A veces, también nos llega el fracaso. Áspero, amargo y chato. Lo que deseábamos, lo que queríamos, lo que habíamos construido… se desploma en un segundo. Fracasar también forma parte de la condición humana.
Pero un tropiezo, una embarrada, no es sinónimo de “ser un fracasado”. Fracasar nos hace caer en la cuenta que no lo podemos todo, que la “imagen” que construyeron de nosotros mismos o la que nosotros armamos no es del todo cierta. Que en nosotros conviven las luces y las sombras. Nada más verdadero.

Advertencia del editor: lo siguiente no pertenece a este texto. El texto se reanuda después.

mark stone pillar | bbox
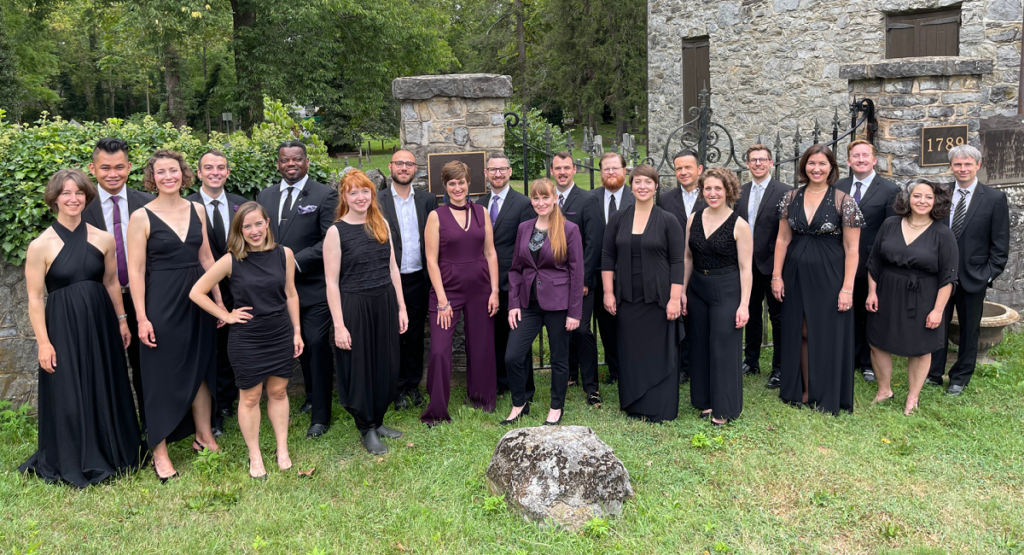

Nos educaron para ganar, pero fracasar en algún proyecto (o en alguna relación) también nos habla de nuevos comienzos. De volver a intentar. De hacerlo de nuevo, pero con más humildad, sabiendo que somos frágiles y que “se puede fallar”. A veces un supuesto fracaso, se convierte en triunfo porque nos saca de un lugar donde estábamos cómodos y nos abre nuevas puertas.
Jesús también fracasó. Nos dice la Palabra que cuando volvió a Nazareth allí no pudo realizar muchos milagros, sólo algunas curaciones… Ya era conocido, lo seguían de a multitudes y su fama se extendía a kilómetros, sin embargo en su propio pueblo no era recibido. “¿Este no es acaso el hijo del carpintero?”. Sin embargo Jesús “siguió en la suya”. Fue, lo intentó, y siguió su camino. Incluso a sus discípulos, cuando los manda de a dos en dos, los advierte frente al fracaso “si alguno no los recibe o no los escucha sacúdanse el polvo de sus pies” Mt 10.
No se nos tiene que pegar el polvo de la desilusión ni de la derrota, así como llega, sacudirla y seguir adelante.